How to make the threads idle? Histogramming application

Hi guys,

I will try to be as specific as possible. I need to obtain a color histogram of an image. To do so, I have a window of 15x15 (constant, cannot change it). In other words, every thread in my application is going to move that 15x15 = 225 pixels in the original image to the shared memory, and do the color histogramming in the shared memory. I also do some r,g,b to H,S,V color conversion in the shared memory. Due to the size of the image, it seems I need 71x47 threads. 71 in the horizontal and 47 in vertical.

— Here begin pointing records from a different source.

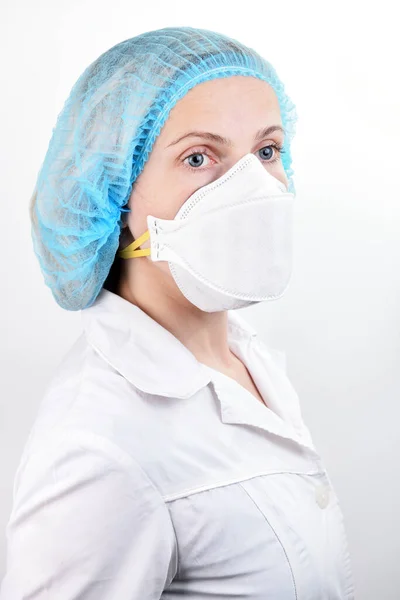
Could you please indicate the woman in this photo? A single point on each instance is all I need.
(169, 456)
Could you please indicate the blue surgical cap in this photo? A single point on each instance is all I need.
(103, 137)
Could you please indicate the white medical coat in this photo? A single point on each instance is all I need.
(149, 475)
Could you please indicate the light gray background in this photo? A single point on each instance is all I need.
(339, 321)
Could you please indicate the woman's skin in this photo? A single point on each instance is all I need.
(236, 108)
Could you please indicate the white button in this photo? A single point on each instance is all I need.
(322, 495)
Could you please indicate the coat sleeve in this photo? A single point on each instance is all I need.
(88, 524)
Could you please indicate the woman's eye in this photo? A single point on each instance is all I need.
(266, 153)
(195, 160)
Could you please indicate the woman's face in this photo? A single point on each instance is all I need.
(214, 125)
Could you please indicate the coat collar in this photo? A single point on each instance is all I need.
(121, 331)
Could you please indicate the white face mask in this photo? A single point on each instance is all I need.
(230, 244)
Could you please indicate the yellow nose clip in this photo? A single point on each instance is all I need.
(131, 251)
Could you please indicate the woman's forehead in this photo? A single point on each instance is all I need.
(219, 103)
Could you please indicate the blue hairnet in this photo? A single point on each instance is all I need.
(102, 140)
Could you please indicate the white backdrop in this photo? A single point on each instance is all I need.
(339, 321)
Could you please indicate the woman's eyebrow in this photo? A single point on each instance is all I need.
(223, 140)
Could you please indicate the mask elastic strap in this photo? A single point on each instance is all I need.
(131, 252)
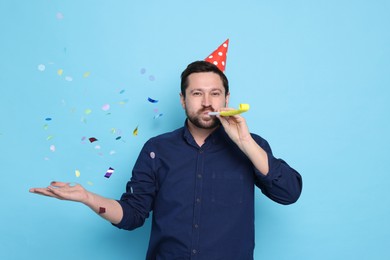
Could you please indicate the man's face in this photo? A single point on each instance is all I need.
(205, 93)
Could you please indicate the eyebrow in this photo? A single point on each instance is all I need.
(202, 90)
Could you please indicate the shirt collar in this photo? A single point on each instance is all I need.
(215, 137)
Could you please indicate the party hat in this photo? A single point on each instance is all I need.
(218, 57)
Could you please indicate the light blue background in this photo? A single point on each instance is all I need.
(316, 74)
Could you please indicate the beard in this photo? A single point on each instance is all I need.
(203, 121)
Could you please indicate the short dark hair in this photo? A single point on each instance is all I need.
(202, 66)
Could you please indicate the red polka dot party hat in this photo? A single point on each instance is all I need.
(218, 57)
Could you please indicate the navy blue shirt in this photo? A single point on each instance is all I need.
(202, 198)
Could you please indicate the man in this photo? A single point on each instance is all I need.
(198, 180)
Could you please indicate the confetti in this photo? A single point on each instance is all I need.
(93, 139)
(123, 102)
(41, 67)
(151, 100)
(157, 116)
(59, 16)
(135, 132)
(105, 107)
(109, 172)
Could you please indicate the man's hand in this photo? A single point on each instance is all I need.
(109, 209)
(237, 130)
(63, 191)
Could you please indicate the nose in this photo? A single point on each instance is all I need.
(206, 100)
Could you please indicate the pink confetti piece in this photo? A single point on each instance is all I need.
(93, 139)
(105, 107)
(41, 67)
(151, 100)
(157, 116)
(88, 111)
(59, 16)
(109, 172)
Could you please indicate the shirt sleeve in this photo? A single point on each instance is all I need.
(137, 201)
(282, 184)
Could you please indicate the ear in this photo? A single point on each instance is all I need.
(182, 101)
(227, 99)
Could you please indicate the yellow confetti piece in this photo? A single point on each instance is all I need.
(135, 132)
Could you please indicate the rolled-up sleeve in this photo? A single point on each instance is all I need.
(137, 201)
(282, 184)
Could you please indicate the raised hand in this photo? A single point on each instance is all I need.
(63, 191)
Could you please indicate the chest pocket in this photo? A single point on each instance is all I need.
(227, 188)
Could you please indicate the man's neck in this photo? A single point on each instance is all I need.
(199, 134)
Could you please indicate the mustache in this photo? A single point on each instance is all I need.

So I set the block size to 16x16. Using this block size, I have to have a grid dimension of 5x5 blocks, which resuls in 80x80 threads and that is larger than 71x47. Finally, here is my question:

How can I make the excessive threads idle? For example, would this be a legitimate code if I put this at the beginning of my kernel:

if (blockID.x + threadID.x > 71) && (blockID.y + threadID.y > 47)




This basically says, if the thread number in the horizontal or vertical direction is bigger than some number, just return and do not do anything.

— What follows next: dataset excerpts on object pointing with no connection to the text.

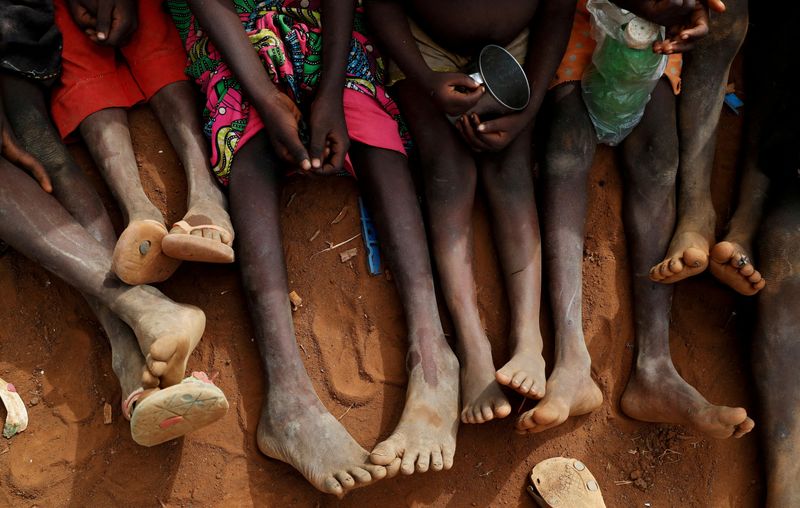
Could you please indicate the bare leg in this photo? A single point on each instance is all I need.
(137, 255)
(704, 75)
(28, 115)
(570, 150)
(425, 436)
(655, 391)
(777, 349)
(35, 224)
(176, 109)
(508, 179)
(295, 427)
(450, 181)
(728, 256)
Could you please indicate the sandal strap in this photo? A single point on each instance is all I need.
(189, 229)
(127, 403)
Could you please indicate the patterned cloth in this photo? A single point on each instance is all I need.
(287, 34)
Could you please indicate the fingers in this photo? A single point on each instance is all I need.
(464, 81)
(20, 158)
(317, 147)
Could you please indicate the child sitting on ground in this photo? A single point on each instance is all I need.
(70, 234)
(649, 157)
(273, 106)
(429, 42)
(108, 66)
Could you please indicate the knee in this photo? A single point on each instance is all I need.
(652, 162)
(570, 163)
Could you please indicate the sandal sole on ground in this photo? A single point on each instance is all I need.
(138, 258)
(175, 411)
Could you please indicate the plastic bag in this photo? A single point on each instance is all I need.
(618, 83)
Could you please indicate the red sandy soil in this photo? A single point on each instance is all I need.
(351, 333)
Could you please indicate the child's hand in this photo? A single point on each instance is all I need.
(454, 93)
(13, 153)
(107, 22)
(281, 118)
(329, 139)
(683, 37)
(493, 135)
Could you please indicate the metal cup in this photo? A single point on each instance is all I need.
(507, 87)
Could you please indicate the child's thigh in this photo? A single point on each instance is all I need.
(651, 149)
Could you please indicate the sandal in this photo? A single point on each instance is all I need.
(168, 413)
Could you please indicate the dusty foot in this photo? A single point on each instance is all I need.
(425, 438)
(744, 279)
(298, 430)
(481, 397)
(138, 257)
(205, 234)
(570, 392)
(167, 333)
(524, 372)
(659, 394)
(687, 256)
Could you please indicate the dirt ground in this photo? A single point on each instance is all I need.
(351, 332)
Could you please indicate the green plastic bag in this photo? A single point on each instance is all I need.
(618, 83)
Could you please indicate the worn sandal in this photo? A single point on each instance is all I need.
(171, 412)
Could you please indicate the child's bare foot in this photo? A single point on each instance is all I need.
(731, 265)
(687, 256)
(659, 394)
(425, 438)
(482, 399)
(524, 372)
(297, 429)
(167, 333)
(205, 234)
(571, 391)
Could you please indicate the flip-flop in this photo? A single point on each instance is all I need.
(138, 257)
(16, 414)
(174, 411)
(188, 247)
(562, 482)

The reason that I am asking is somewhere in code makes my GPU hang. I thought that I might have a programming model flaw, which I am suspicious about this part in my code. Also, if you think there is a problem in my coding logic (block or grid sizes,inefficient computing) would you let me know?

Thanks in advance for the reply.

Yes you can exit any thread any time.

There is one exception: The early-out may not skip any __syncthreads() call as the other threads will then wait forever for the one that has already exited. This also applies to any other flow control structure. So if you have a sync inside an if() statement, you need to be sure that either all threads take the if-branch or all take the else-branch. Same for for-loops, all need to do same number of iterations if there is a sync inside.